Deputy First Minister John Swinney says a second Scottish independence referendum could be held when the country begins to see “signs of recovery” from the Covid-19 pandemic.
Mr Swinney agreed with First Minister Nicola Sturgeon, who said she would hope a vote on Scotland’s future should be held within within the first half of the next five-year parliamentary term.
He told the BBC’s Good Morning Scotland this was a “reasonable timescale” and added that he wants to see people in Scotland “decide how the country should recover”, suggesting the country could vote on independence before a full recovery takes place.
Mr Swinney said: “I don’t want the recovery in Scotland to be one designed by Boris Johnson in London, which entrenches inequality within our society.
“I want people in Scotland to be able to decide how the country should recover, how we should tackle that fundamental inequality, how we should use our resources, how we should enable individuals to participate in our society to be productive contributors to our society and to do that we need to have the powers of independence.”

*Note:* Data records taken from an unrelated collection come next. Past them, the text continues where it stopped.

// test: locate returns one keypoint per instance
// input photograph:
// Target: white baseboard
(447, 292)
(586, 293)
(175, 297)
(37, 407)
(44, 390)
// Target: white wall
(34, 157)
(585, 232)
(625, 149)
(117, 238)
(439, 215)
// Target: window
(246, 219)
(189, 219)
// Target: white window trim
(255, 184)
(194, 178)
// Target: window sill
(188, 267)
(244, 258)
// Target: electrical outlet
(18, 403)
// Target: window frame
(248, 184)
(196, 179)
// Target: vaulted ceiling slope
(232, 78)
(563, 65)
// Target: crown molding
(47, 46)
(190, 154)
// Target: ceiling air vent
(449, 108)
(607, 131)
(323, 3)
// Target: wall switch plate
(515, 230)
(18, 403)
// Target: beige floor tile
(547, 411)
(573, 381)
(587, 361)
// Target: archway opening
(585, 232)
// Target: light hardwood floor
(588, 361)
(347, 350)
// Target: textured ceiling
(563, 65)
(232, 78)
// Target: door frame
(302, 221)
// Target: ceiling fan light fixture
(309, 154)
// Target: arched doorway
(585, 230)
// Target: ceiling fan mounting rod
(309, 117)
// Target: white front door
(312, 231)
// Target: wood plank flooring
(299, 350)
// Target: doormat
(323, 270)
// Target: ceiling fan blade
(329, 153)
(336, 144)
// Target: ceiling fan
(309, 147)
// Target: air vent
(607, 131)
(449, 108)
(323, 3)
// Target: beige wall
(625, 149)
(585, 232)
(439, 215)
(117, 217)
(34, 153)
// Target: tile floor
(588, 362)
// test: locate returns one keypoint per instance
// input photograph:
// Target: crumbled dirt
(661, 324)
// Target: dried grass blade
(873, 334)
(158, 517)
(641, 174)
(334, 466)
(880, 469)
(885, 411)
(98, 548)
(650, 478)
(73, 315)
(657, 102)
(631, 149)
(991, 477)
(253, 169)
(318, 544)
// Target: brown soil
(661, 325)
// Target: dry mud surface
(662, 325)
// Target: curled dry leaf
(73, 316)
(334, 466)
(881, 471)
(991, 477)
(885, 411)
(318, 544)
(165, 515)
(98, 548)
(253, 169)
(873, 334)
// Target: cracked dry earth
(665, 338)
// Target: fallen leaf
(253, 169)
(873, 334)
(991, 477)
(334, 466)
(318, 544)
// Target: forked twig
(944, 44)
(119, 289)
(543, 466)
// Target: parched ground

When pressed on when this could be, Mr Swinney told the BBC it could take place once the country “gets to a position of stability on the handling of Covid” but would not be drawn on a more specific timescale than that provided by Ms Sturgeon.
Douglas Ross criticises remarks
Scottish Conservative leader Douglas Ross said there is “absolutely no way” the SNP can focus on the country’s recovery while also campaigning for a second independence referendum.
Speaking to journalists at the launch of his party’s infrastructure plans on Friday, he said: “It is incredible that senior members of the SNP and within the Scottish Government still think it’s acceptable that at any stage in our recovery that we should look to divide the country all over again and separate Scotland from the rest of the United Kingdom.”
“While the SNP seem to try to minimise reference to independence on some of their leaflets recently, it was abundantly clear from the SNP manifesto that they will seek to do that in the first half of the next parliament, that means in the next couple of years.”
The deputy first minister was also questioned on his government’s failure to close the attainment gap, which he said was a “long term endeavour” and not one that could have been achieved in the last parliament.
But Mr Swinney said the SNP had narrowed the attainment gap at National 5 by a third and at Higher by a fifth, and “more young people are leaving with more qualifications than when the SNP came to office in 2007”.
He added: “We’ve said it would take longer than one parliamentary term. We’ve used one parliamentary term to make the significant progress I have recounted but one of the issues we’ve got to bear in mind with the poverty-related attainment gap is that if we have a UK Government taking decisions which are forcing more young people and families into poverty then our challenge will just get greater in an ongoing basis.”
Fergus Mutch, SNP candidate for Aberdeenshire West, said: “This is desperate stuff from a party which has absolutely nothing to offer Scotland at this election but petty, negative soundbites.
“People in the North East are turning away from the Tories and their dreadful campaign – and no wonder, when Douglas Ross’s party is risking jobs and devastating our fishing industry with a hard Brexit, stripping powers from our Parliament, and putting our NHS on the table.
“The SNP has an ambitious vision for Scotland, while the Tories want to put a cap on that ambition and leave Scotland’s recovery from Covid in the hands of Boris Johnson.
“Only giving both votes to the SNP will re-elect Nicola Sturgeon as first minister and deliver the strong leadership and bold, progressive policies Scotland needs as we move from pandemic into recovery.”